Apo(a) isoform sizes were detected in all participants excluding only one participant with a very low Lp(a) level. The prevalence of a double apo(a) isoform phenotype was 64% (n = 19). Among these 19 double isoform carriers, 10 (53%) had smaller-dominating, 7 (37%) had codominating, and 2 (10%) had larger-dominating patterns. The distribution of apo(a) sizes across the two sugar groups were similar, with an average of 26 K versus 26 K repeats for the smaller and 29 K versus 31 K repeats for the larger apo(a) sizes in the glucose versus fructose groups, respectively. The prevalence of a small size apo(a) defined as ≤22 K was 26% (n = 8). As expected, the carriers of a small size of apo(a) had substantially higher baseline median (interquartile range) Lp(a) levels compared with the noncarriers [22 (9; 77) mg/dl versus 9 (4; 20) mg/dl, respectively]. However, the responses in Lp(a) levels following the SSB consumption in all participants did not significantly differ by the carrier status. Thus, Lp(a) level was reduced on average by −14.7% ± 3.4% versus −12.7% ± 5.7% in carriers versus noncarriers of a small size apo(a), respectively (P = 0.76). The corresponding absolute reductions were −5.1 mg/dl ± 4.4 mg/dl versus −4.1 mg/dl ± 2.8 mg/dl, respectively. These findings indicate that the Lp(a)-reducing effect of SSB may not be influenced by apo(a) size variability.

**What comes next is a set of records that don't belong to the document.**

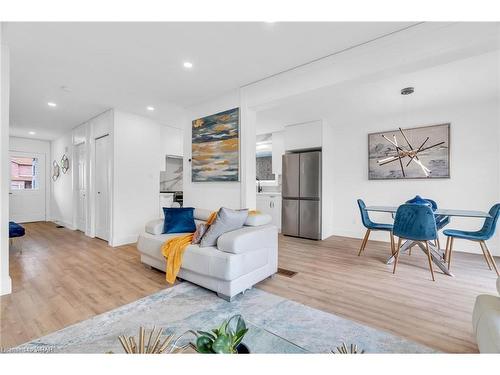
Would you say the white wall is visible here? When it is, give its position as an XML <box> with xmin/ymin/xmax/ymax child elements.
<box><xmin>9</xmin><ymin>137</ymin><xmax>52</xmax><ymax>218</ymax></box>
<box><xmin>0</xmin><ymin>30</ymin><xmax>12</xmax><ymax>295</ymax></box>
<box><xmin>324</xmin><ymin>98</ymin><xmax>500</xmax><ymax>255</ymax></box>
<box><xmin>47</xmin><ymin>110</ymin><xmax>183</xmax><ymax>246</ymax></box>
<box><xmin>183</xmin><ymin>91</ymin><xmax>243</xmax><ymax>210</ymax></box>
<box><xmin>112</xmin><ymin>111</ymin><xmax>165</xmax><ymax>246</ymax></box>
<box><xmin>49</xmin><ymin>132</ymin><xmax>74</xmax><ymax>229</ymax></box>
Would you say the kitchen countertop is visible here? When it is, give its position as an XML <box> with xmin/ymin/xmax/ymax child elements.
<box><xmin>257</xmin><ymin>191</ymin><xmax>281</xmax><ymax>196</ymax></box>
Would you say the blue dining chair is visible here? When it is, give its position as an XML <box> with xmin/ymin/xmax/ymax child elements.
<box><xmin>406</xmin><ymin>195</ymin><xmax>450</xmax><ymax>255</ymax></box>
<box><xmin>392</xmin><ymin>203</ymin><xmax>437</xmax><ymax>281</ymax></box>
<box><xmin>443</xmin><ymin>203</ymin><xmax>500</xmax><ymax>276</ymax></box>
<box><xmin>358</xmin><ymin>199</ymin><xmax>394</xmax><ymax>256</ymax></box>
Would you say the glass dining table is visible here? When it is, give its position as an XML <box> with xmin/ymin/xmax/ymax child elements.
<box><xmin>366</xmin><ymin>206</ymin><xmax>490</xmax><ymax>276</ymax></box>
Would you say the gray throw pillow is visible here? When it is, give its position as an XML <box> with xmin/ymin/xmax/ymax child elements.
<box><xmin>200</xmin><ymin>207</ymin><xmax>248</xmax><ymax>247</ymax></box>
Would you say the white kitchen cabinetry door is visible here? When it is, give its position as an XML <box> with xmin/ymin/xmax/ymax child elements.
<box><xmin>257</xmin><ymin>195</ymin><xmax>281</xmax><ymax>232</ymax></box>
<box><xmin>95</xmin><ymin>135</ymin><xmax>111</xmax><ymax>241</ymax></box>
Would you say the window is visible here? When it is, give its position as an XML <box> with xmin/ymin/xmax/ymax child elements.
<box><xmin>10</xmin><ymin>157</ymin><xmax>38</xmax><ymax>190</ymax></box>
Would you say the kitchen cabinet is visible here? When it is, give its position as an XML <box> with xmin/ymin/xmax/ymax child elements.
<box><xmin>257</xmin><ymin>193</ymin><xmax>281</xmax><ymax>232</ymax></box>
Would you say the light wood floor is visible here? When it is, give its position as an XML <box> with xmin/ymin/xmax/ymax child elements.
<box><xmin>0</xmin><ymin>223</ymin><xmax>500</xmax><ymax>352</ymax></box>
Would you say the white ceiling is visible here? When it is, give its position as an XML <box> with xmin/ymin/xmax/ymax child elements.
<box><xmin>257</xmin><ymin>50</ymin><xmax>500</xmax><ymax>134</ymax></box>
<box><xmin>4</xmin><ymin>22</ymin><xmax>418</xmax><ymax>139</ymax></box>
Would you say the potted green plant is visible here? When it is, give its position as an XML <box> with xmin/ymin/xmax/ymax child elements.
<box><xmin>194</xmin><ymin>315</ymin><xmax>250</xmax><ymax>354</ymax></box>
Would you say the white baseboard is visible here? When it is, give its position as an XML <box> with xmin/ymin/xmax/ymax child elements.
<box><xmin>48</xmin><ymin>218</ymin><xmax>76</xmax><ymax>230</ymax></box>
<box><xmin>0</xmin><ymin>276</ymin><xmax>12</xmax><ymax>296</ymax></box>
<box><xmin>111</xmin><ymin>234</ymin><xmax>139</xmax><ymax>247</ymax></box>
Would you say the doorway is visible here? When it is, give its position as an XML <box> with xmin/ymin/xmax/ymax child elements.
<box><xmin>9</xmin><ymin>152</ymin><xmax>46</xmax><ymax>223</ymax></box>
<box><xmin>73</xmin><ymin>143</ymin><xmax>87</xmax><ymax>233</ymax></box>
<box><xmin>95</xmin><ymin>135</ymin><xmax>111</xmax><ymax>241</ymax></box>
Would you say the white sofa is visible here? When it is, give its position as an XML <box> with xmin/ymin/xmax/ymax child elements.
<box><xmin>137</xmin><ymin>209</ymin><xmax>278</xmax><ymax>301</ymax></box>
<box><xmin>472</xmin><ymin>277</ymin><xmax>500</xmax><ymax>353</ymax></box>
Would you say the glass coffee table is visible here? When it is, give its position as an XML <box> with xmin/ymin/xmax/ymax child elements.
<box><xmin>180</xmin><ymin>321</ymin><xmax>309</xmax><ymax>354</ymax></box>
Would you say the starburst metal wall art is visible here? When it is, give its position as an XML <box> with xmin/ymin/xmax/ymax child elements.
<box><xmin>368</xmin><ymin>124</ymin><xmax>450</xmax><ymax>180</ymax></box>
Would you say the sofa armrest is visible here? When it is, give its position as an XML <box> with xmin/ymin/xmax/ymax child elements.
<box><xmin>217</xmin><ymin>225</ymin><xmax>278</xmax><ymax>254</ymax></box>
<box><xmin>144</xmin><ymin>219</ymin><xmax>164</xmax><ymax>235</ymax></box>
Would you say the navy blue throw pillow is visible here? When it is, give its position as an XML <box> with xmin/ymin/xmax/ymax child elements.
<box><xmin>163</xmin><ymin>207</ymin><xmax>196</xmax><ymax>233</ymax></box>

The relationship between changes in Lp(a) and changes in other variables including LDL-C in all participants

We previously reported that directly measured fasting LDL-C concentration was significantly increased in participants who consumed fructose (+13.9% ± 2.3%, P < 0.01) (8). The LDL-C concentration was also increased in those who consumed glucose, but the increase was not significant (+3.6% ± 3.0%, P > 0.05). Figure 1 depicts the contrasting effect of consuming SSB on Lp(a) and LDL-C concentrations. Individual responses of LDL-C and Lp(a) concentrations in all participants and by sugar types are shown in Figure 2. We also used regression analysis to explore potential determinants of Lp(a) response to SSB intake in all participants. After adjusting for age, sex, MS risk factors, and baseline Lp(a) level, changes (absolute and percent) in Lp(a) levels were not significantly associated with changes in fasting LDL-C, HDL-C, TGs, ApoB-100, ApoA-1, free fatty acid, insulin, or oxidized LDL (Supplemental Table S2).

Fig. 1.

Fig. 1

Opposite effects of consuming sugar-sweetened beverages on directly measured fasting LDL-C versus Lp(a) concentrations in all participants and by sugar types. Data are shown as mean (SEM) percent change in Lp(a) and directly measured LDL-C concentrations from baseline to week 10. Graphs are based on data from 32 participants for all, 15 participants for the glucose, and 17 participants for the fructose groups. a: P < 0.05; b: P < 0.01. Lp(a), lipoprotein(a).

Fig. 2.

Fig. 2

Individual responses of Lp(a) and directly measured LDL-C concentrations to sugar-sweetened beverages consumption in all participants and by sugar types. Data are shown as percent change in Lp(a) and directly measured LDL-C concentrations from baseline to week 10. Graphs are based on data from 32 participants for all (top panel), 15 participants for the glucose (bottom left panel), and 17 participants for the fructose (bottom right panel) groups. Lp(a), lipoprotein(a).

Discussion

The critical role of elevated Lp(a) levels in CVD risk is well established by clinical guidelines and scientific statements (1, 2). Consumption of SSB has also been shown to be positively associated with CVD (21). To the best of our knowledge, this is the first study examining the effect of consuming sugar, specifically fructose- and glucose-sweetened beverages, on plasma Lp(a) levels in relation to apo(a) size polymorphism. In this double-blind, parallel arm study among older, overweight/obese adults, consumption of SSBs providing 25% of energy requirements for 10 weeks resulted in a significant 13% reduction in Lp(a) level, without any significant difference in the effect by sugar types. Moreover, there was no evidence for a potential modulation of Lp(a) response to SSB consumption by genetically determined apo(a) sizes. These findings suggest a role for dietary simple sugars in modulating Lp(a) levels independently of the apo(a) size polymorphism.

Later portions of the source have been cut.